Repeal of the bill has been widely expected since Prime Minister Tony Abbott's election in 2013. Abbott ran on a platform that included lifting of the levy on the grounds that it hurt families and did nothing for the environment.
Quoted in news reports Thursday out of Australia, Abbott said the repeal was a major political victory and families could expect to see lower power bills coming soon and average savings of $550 a year as a result.
Bill Shorten, leader of the Opposition, vowed to revive the tax and said "history will judge Tony Abbott harshly for refusing to believe that action is needed on climate change."

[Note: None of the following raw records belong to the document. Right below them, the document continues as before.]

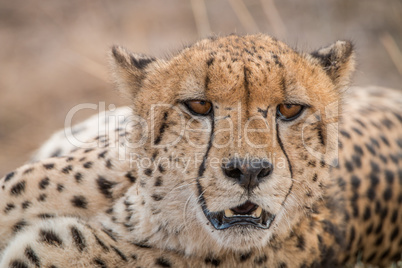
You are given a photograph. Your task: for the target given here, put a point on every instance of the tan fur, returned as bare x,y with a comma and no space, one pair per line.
152,215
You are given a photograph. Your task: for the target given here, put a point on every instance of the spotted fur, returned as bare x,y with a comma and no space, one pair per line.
335,189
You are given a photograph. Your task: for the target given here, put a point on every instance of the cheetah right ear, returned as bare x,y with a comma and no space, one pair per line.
338,61
129,69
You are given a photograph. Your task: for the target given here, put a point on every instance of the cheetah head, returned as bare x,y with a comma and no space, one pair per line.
235,134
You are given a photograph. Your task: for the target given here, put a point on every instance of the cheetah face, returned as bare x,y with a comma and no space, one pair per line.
237,120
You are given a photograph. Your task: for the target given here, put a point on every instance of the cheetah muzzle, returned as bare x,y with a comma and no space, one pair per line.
247,214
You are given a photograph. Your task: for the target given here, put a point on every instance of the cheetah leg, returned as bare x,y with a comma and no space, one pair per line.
70,242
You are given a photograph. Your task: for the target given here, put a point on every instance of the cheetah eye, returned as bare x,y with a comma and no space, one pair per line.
199,107
289,111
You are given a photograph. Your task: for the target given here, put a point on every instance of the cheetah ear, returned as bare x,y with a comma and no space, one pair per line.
338,60
129,69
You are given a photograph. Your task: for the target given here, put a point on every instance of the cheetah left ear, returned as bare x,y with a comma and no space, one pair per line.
338,60
130,69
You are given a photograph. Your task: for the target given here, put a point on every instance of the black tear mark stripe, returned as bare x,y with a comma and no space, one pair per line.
19,226
9,176
287,158
105,186
18,188
201,169
162,129
50,238
79,201
247,89
118,252
31,256
78,238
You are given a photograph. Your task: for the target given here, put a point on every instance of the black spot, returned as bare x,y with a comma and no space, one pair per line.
101,243
394,234
50,237
394,216
28,170
105,186
9,207
46,216
109,233
370,149
357,131
79,201
78,177
31,256
148,172
141,245
18,264
44,183
367,213
19,226
352,235
371,193
384,140
48,166
212,261
100,263
387,194
42,197
157,197
369,229
161,169
163,262
349,166
158,181
245,256
345,134
261,259
356,161
210,61
141,63
60,187
118,252
301,242
102,154
282,265
383,159
9,176
109,164
371,257
374,180
67,169
379,240
384,213
18,188
88,164
389,177
26,204
78,238
355,181
130,177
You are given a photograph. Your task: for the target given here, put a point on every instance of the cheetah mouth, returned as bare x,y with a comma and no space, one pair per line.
247,214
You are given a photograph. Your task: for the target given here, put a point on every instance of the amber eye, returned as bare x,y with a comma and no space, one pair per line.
289,111
199,107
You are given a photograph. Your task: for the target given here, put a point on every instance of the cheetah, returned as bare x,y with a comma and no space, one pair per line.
238,151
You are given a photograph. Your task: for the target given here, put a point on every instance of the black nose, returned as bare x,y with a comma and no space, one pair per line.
248,173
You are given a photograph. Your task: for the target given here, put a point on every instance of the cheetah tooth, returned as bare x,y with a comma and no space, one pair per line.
229,213
257,213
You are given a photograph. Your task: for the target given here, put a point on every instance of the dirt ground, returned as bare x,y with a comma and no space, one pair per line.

Manmade carbon dioxide in the atmosphere and its secondary effects are raising the earth's temperature, causing havoc with weather systems, melting sea ice, raising sea levels and raising the threat of agricultural and health-related disasters. Putting a cost on carbon emissions for industry has been a key strategy to slow growth of CO2 levels and ultimately reverse the trend of pumping more and more of it into the atmosphere.
The World Bank sees efforts like Australia's carbon tax as an important part of the global effort to reduce greenhouse gas emissions. While Australia's carbon output is small compared to the rest of the world, on a per capita basis among the G20 nations it ranks slightly ahead of the U.S., second to No. 1 Saudi Arabia.
Since the 2009, Exxon (XOM - Get Report) has been a leading proponent of a carbon tax in the U.S. In a statement on its Web site, the company said, "If policymakers do move to impose a cost on carbon, we believe that a carbon tax would be a more effective policy option to reduce greenhouse-gas emissions" providing the revenue was used to grow investment in cleaner energy.
Peabody (BTU - Get Report), the world's largest coal producer with significant mining operations in Australia and China, stands opposed to government regulations like a carbon tax. In a statement on its Web site, the company noted that Australia's attempt at a tax raised energy prices "to double that of other nations" and added that such measures are "lessons, not models for energy policy."
Interviewed by TheStreet in May, Adele Morris of the Brookings Institution said the biggest problem with Australia's carbon tax was not the tax itself but the way it was implemented.
"Many industries would prefer a well-designed carbon tax to EPA regulations," Morris said, calling Australia's experience "an example of how not to do a carbon tax." Two important aspects of such a well-designed tax would be a gradual increase in cost and clear direction for the revenue raised.
The Australians started out their carbon tax at a fairly high level with the plan to eventually transition to a cap-and-trade system that would have lowered the carbon cost relative to the tax, Morris said. The beauty of a carbon tax is that it gives industries time to adjust the new standard, even retaining older, less efficient equipment until it becomes uneconomical. Starting the tax at a high level undercuts that effort.
"What you want to do is start gradually and ramp up the price signal over time and have a price trajectory that is credible and predictable and you also want to use the revenue in a way that promotes economic growth and protects poor households," Morris said.
"I think the U.S. can learn from that example and do a much better job," Morris said.
While movement in favor of a carbon tax has been strong in recent months, legislation creating such a tax is viewed as a political non-starter on Capitol Hill.